In this article, let us understand how to use lzma, an effective compression utility which is significantly better in compression ratio and faster operation.
Compress the input text file using lzma -c
$ lzma -c --stdout sample.txt >sample.lzma
Decompress the lzma file using -d option
$ lzma -d –stdout sample.lzma >sample.txt
Comparison between bzip2 and lzma compression tools
To understand the effectiveness of lzma, let us compress/decompress a 1MB sample.txt with both lzma and bzip2 and compare the outcome. These testing has been done with the machine which has 1GB of RAM and the processor is Pentium 4.
Size of the sample.txt input file:
$ ls -l sample.txt -rw-r--r-- 1 bala bala 1048576 2010-05-14 19:43 sample.txt
Note: We used time command in front of every compression and decompression commands to get the CPU usage of the command.
Compress the sample.txt using bzip2
Compress the input file with bzip2 command and it doesnt require the option during compression.
$ time bzip2 sample.txt real 0m27.874s user 0m13.981s sys 0m0.148s $ ls -l sample.txt.bz2 -rw-r--r-- 1 bala bala 1750 2010-05-14 19:43 sample.txt.bz2
After bzip2 compression, the output file size is of 1750 bytes.
Decompress the sample.txt using bunzip2
Decompress the compressed file with bunzip2 utility and it also doesn’t need any option to be passed.
$ bunzip2 sample.txt.bz2 real 0m0.232s user 0m0.128s sys 0m0.020s
Compress the sample.txt using lzma
Now, let us compress the sample.txt using lzma command with the following options:
- -c to compress
- –stdout to print the compressed output in stdout
$ time lzma -c --stdout sample.txt >sample.lzma real 0m2.035s user 0m1.544s sys 0m0.132s $ ls -l sample.lzma -rw-r--r-- 1 bala bala 543 2010-05-14 19:48 sample.lzma
After the compression, lzma produces the output file with the size as 543 bytes, which is comparatively less than bzip2 command.
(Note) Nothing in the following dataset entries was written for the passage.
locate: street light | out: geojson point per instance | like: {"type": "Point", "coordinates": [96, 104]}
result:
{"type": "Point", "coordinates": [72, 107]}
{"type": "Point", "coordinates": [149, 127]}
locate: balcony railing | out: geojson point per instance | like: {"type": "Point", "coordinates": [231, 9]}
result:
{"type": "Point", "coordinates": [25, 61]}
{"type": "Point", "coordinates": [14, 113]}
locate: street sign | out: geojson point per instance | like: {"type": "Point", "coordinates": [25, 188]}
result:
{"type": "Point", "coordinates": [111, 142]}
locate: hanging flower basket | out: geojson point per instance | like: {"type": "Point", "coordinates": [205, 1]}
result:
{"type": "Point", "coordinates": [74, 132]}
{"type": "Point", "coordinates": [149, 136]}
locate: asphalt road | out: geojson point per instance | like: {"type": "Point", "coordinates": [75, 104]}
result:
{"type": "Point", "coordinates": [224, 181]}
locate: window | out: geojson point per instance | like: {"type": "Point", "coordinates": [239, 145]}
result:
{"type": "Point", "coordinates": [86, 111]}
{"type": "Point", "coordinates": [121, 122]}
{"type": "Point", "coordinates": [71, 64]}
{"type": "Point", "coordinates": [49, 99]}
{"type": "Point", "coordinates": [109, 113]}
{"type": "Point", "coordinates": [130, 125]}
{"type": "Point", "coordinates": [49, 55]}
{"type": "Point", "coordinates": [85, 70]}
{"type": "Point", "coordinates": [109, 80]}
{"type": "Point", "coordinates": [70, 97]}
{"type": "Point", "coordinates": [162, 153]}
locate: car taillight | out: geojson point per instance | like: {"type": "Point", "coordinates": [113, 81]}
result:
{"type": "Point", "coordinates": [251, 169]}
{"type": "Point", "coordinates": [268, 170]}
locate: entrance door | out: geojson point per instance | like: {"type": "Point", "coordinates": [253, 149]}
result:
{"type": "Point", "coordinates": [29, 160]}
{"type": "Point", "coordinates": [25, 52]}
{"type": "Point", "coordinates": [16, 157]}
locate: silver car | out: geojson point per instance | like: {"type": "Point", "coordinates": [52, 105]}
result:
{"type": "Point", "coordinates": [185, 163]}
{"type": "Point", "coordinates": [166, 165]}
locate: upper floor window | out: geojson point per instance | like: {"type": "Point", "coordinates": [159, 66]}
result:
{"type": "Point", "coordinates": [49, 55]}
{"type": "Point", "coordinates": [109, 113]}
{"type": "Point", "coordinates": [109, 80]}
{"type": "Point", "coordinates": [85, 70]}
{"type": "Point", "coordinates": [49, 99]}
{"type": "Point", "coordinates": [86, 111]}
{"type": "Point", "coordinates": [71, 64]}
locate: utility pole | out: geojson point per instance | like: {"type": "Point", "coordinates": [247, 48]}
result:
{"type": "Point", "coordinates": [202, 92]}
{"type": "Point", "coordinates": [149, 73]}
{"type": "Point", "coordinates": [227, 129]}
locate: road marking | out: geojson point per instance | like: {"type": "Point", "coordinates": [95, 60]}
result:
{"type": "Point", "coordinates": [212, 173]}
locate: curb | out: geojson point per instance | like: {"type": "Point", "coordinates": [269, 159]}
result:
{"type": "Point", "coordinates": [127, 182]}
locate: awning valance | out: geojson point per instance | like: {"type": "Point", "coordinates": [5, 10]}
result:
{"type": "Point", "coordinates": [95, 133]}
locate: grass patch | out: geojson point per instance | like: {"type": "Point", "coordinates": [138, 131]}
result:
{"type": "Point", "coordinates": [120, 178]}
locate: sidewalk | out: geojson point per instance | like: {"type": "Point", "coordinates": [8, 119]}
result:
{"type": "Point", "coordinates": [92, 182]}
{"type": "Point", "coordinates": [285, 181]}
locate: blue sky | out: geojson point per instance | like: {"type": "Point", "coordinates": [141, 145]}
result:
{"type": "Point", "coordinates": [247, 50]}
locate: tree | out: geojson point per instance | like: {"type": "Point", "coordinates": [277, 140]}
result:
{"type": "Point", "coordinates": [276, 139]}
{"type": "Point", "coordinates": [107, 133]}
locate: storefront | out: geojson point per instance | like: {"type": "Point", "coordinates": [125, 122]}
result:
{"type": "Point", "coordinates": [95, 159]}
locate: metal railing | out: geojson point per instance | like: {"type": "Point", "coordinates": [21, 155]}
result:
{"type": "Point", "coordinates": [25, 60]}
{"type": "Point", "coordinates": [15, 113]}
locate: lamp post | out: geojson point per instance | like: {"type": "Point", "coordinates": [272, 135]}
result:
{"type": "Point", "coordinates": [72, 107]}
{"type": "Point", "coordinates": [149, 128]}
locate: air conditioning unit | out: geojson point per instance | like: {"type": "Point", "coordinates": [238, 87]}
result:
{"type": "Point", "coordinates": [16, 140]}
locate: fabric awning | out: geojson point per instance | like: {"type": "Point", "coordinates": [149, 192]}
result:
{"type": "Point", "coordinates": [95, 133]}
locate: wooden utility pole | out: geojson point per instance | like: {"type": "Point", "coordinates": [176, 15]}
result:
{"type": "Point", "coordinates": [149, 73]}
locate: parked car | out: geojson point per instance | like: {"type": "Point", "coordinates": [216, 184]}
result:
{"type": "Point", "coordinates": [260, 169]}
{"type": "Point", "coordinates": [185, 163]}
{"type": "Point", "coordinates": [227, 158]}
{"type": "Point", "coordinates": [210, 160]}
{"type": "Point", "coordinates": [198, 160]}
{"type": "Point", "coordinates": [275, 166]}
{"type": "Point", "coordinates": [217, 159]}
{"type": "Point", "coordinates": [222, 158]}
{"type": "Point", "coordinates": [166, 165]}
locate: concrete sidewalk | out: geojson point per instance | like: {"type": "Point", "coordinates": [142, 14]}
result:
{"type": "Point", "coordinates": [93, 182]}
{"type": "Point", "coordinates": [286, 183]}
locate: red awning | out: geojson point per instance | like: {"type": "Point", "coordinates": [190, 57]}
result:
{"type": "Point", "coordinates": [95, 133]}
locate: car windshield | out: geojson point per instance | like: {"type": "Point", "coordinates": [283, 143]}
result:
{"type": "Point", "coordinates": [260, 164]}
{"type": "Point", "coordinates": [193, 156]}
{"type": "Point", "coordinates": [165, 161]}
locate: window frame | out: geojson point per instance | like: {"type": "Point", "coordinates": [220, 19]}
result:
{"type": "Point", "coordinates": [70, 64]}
Also, as seen above, the CPU time used by lzma is much less than the bzip2.
Decompress the sample.txt using lzma
Decompress the *.lzma file using the lzma command with following options:
- -d to compress
- –stdout to print the decompressed output in stdout
$ time lzma -d --stdout sample.lzma >sample.txt real 0m0.043s user 0m0.016s sys 0m0.004s
As seen above, the decompression done by lzma is many times quicker than bzip2
Different Levels of Lzma Compression
- Lzma provides the compression range from -1 to -9.
- -9 is the highest compression ratio, which requires certain amount of time and system resources to do it. These ratio are not applicable for decompression.
- -1 is the lowest level compression ratio and it runs much quicker.
Do the following to do a quick lzma compression using the low level compression ratio:
$ lzma -1 -c --stdout sample.txt >sample.lzma $ ls -l sample.lzma -rw-r--r-- 1 bala bala 548 2010-05-14 20:47 sample.lzma
Note: -fast is alias to -1.
-9 is the highest level compression ratio and it takes longer time to compress than the low level ratio. Do the following to do a intensive compression using the high level compression ratio:
$ lzma -9 -c --stdout sample.txt >sample.lzma $ ls -l sample.lzma -rw-r--r-- 1 bala bala 543 2010-05-14 20:55 sample.lzma
Note: -best is alias to -9.